Speaking of the drugs ... is all this stuff supposed to refrigerated?

2 Comments:

At 7:55 PM, Blogger Kris said...

Argh! Sorry about work being boring. I have a bit of the opposite problem- I am not bored at all. I spent 4 weeks designing a project which still had 4 weeks (at least) of design work left and Monday at a meeting (a 3 hour meeting- outside- in 100 degree weather!) they changed the site completely and expect fully engineered plans by... Monday. Which is impossible. Not pretend impossible. Actually impossible. To which they said... we understand, so you can get us good data by Monday? I feel like I worked a whole week today and it's only Tuesday. I bitch when I'm busy, I bitch when I'm bored. :)

That dinner sounded yummy. I love cooking, too.

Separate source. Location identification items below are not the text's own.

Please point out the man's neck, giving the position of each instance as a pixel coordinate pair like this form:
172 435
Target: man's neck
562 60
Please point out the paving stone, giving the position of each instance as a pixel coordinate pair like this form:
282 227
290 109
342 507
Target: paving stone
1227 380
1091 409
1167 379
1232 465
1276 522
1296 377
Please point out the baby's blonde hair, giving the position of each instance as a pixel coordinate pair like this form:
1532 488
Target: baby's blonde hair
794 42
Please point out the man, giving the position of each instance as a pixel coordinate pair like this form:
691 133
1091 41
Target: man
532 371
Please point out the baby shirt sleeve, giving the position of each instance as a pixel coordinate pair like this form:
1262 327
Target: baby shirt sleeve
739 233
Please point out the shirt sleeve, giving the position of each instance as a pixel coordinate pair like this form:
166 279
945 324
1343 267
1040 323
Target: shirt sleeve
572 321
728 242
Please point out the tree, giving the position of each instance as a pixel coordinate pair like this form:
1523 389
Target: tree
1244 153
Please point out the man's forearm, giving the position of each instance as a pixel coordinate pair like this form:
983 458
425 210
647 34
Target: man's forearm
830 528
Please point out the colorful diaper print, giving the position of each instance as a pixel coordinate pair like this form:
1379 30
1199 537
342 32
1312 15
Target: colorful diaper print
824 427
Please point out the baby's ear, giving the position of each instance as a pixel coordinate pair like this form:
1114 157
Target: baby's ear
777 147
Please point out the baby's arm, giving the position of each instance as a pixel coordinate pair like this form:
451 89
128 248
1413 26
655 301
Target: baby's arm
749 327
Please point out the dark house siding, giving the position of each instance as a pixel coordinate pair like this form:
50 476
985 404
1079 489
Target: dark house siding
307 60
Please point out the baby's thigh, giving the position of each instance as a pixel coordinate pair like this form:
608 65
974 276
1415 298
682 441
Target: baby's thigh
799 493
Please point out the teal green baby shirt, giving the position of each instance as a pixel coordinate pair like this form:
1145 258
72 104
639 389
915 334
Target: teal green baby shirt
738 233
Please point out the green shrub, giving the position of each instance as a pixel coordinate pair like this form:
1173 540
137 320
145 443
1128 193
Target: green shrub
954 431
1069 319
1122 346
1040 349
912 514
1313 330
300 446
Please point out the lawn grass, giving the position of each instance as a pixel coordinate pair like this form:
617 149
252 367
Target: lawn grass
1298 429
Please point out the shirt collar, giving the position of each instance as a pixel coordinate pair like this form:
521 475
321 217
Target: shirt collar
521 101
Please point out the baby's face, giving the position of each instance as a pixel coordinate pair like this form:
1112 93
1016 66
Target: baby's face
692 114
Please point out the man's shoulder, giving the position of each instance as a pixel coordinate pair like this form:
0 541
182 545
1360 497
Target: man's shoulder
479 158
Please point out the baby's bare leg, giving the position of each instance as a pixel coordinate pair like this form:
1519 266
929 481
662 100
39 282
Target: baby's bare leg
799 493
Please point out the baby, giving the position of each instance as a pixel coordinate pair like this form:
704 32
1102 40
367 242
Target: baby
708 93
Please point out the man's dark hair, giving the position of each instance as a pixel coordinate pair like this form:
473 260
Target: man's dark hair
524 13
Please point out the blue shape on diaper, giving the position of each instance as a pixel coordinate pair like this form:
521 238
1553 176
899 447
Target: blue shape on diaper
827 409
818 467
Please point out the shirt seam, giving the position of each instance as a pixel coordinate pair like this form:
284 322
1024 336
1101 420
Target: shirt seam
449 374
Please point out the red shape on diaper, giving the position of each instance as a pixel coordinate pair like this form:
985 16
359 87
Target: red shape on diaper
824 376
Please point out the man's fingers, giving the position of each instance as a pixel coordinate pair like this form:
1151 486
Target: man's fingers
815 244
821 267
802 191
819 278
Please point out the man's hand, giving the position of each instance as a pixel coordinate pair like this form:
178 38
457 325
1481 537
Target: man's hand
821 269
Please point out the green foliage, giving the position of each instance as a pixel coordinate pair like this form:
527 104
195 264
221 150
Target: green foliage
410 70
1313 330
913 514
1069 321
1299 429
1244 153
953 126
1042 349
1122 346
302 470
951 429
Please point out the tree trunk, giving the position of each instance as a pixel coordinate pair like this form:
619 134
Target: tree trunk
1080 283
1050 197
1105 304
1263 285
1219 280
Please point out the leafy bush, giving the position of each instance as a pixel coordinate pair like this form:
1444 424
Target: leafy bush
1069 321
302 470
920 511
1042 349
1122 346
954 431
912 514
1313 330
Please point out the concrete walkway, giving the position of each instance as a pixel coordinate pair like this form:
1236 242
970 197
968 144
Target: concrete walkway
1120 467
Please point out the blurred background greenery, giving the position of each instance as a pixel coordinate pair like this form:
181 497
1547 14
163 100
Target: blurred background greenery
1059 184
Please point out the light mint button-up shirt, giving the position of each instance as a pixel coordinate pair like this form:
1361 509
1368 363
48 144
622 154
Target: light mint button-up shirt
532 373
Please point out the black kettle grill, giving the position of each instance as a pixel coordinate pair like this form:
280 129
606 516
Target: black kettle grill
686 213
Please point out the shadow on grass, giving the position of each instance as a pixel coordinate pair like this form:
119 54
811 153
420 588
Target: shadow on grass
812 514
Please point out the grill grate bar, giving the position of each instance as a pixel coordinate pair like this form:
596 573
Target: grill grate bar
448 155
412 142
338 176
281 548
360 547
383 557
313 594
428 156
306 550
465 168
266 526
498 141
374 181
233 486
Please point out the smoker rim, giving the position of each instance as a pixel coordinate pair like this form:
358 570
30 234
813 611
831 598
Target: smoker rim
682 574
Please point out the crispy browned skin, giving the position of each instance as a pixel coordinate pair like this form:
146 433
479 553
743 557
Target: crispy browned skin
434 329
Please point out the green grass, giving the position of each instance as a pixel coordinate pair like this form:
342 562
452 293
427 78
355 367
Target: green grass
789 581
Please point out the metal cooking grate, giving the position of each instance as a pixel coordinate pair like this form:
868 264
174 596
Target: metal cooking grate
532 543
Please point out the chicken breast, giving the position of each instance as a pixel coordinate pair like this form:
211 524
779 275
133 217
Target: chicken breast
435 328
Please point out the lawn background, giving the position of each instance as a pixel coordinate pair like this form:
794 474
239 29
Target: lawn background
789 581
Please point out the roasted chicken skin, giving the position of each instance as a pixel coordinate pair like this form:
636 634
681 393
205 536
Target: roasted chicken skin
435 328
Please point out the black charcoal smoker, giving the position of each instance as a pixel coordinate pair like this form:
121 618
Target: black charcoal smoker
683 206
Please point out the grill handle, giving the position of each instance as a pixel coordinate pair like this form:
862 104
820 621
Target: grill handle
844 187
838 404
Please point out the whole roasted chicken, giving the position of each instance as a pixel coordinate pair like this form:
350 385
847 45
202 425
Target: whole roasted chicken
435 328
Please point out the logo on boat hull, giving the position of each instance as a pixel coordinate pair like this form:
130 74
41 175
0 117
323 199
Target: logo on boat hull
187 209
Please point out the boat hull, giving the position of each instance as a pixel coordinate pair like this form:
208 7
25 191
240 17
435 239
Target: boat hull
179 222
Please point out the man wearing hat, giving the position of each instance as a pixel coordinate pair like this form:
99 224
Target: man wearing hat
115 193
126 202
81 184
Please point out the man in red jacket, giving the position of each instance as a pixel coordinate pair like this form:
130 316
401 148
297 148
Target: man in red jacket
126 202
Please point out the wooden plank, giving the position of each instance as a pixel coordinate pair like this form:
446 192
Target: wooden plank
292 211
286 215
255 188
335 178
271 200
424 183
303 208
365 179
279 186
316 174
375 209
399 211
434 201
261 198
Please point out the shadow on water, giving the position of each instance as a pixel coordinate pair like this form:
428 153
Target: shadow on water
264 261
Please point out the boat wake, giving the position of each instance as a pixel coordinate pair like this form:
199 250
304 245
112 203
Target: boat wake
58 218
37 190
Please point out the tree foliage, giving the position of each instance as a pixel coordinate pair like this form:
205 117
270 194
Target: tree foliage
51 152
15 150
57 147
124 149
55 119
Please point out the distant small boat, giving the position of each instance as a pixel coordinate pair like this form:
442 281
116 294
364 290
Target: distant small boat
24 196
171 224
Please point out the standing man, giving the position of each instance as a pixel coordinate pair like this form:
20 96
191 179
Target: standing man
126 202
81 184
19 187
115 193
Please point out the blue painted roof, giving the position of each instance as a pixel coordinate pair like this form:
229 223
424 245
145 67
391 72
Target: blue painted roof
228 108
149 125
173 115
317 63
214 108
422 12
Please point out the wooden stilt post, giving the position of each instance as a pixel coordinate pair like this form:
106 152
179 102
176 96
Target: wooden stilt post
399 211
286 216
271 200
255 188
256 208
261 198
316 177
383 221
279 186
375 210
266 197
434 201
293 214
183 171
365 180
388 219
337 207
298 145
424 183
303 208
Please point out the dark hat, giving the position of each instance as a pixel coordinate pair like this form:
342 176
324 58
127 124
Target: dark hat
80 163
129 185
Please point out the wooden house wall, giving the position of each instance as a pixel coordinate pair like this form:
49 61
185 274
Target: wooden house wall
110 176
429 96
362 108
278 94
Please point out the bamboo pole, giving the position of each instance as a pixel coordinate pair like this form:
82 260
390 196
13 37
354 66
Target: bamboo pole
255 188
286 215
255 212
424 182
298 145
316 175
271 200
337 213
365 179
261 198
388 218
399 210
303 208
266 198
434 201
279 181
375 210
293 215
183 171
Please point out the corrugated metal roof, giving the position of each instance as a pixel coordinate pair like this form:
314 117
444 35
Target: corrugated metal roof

I store my drugs in the fridge, but I leave any vials I'll be using over the cycle out at room temperature.
I am so hopeful for you this cycle.

 
At 11:05 PM, Blogger Unknown said...

I know exactly how you feel! I just finished taking my injections last Friday and I know all about the mood swings, crying jags, hot flashes, forgetfulness and the lethargia...and geeez when will the energy return?! OH and I'm SUPER BLOATED! I unfortunately had my cycle cancelled because I didnt respond to the meds well so I went through all this for nothing, but maybe next time it'll work! Good luck!!! I stored my meds in their boxes and then in the crisper drawer of my fridge. I think if they're protected from the light and in 78 degrees or cooler it'll be ok though too. Read the box, it should tell you!